Het gebrek aan diepte bij Feyenoord
Op de eerste fase van de wedstrijd en de fase vlak na rust na, kwam Feyenoord maar mondjesmaat tot kansen. Het probleem ligt niet bij het gebrek aan kwaliteit van de spelers op het veld, maar bij het feit dat de spelers slechts matig complementair aan elkaar zijn. Om een gesloten defensie zoals die van FC Utrecht te doorbreken, is één aspect cruciaal: diepteloopacties zonder bal. Het probleem voor de club uit Rotterdam is dat er maar weinig spelers in de selectie zijn die dit in hun spel hebben. Dit beperkt zich voornamelijk tot Milambo, Paixão en zo nu en dan Gimenez.

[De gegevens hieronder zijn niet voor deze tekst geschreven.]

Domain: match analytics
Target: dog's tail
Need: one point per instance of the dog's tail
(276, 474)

Het wordt voor FC Utrecht daardoor te gemakkelijk om te verdedigen, omdat vrijwel alle Feyenoord-spelers de bal in de voeten willen ontvangen. Hierdoor hoeven verdedigers zich enkel te concentreren op het volgen van hun directe tegenstanders. Dit zorgde ervoor dat de defensie van FC Utrecht gedurende grote delen van de wedstrijd nauwelijks in de problemen kwam.

Toch zou dit probleem van Feyenoord op te lossen moeten zijn, met name door meer gebruik te maken van spelers zoals Ibrahim Osman. Hoewel hij tegen Utrecht op zijn zachtst gezegd ongelukkig inviel, is hij wel het type speler dat in dit soort wedstrijden een verdediging kan openbreken.


Afbeelding 6: Het probleem van Feyenoord samengevat. Zes spelers van Feyenoord kijken maar naar één ding: de bal. Dit terwijl bijvoorbeeld Stengs of Paixão juist in deze situatie optimaal een diepteloopactie zou kunnen maken. (Bron: ESPN)

Het verschil in het druk zetten tussen beide elftallen
Toch was zeker niet alles kommer en kwel voor de Rotterdammers deze middag. Het feit dat ze FC Utrecht zo onder druk wisten te zetten en daarmee grotendeels het spel dicteerden, is ook een verdienste van de ploeg van Priske. Opvallend is dat beide ploegen op een vergelijkbare manier druk zetten, maar dat één ploeg daar significant beter in slaagde dan de ander. Beide ploegen kozen ervoor om vanuit een 4-4-2-formatie druk te zetten, waarbij de nummer 10 naast de spits kwam te spelen en de vleugelaanvallers terugzakten naar het middenveld.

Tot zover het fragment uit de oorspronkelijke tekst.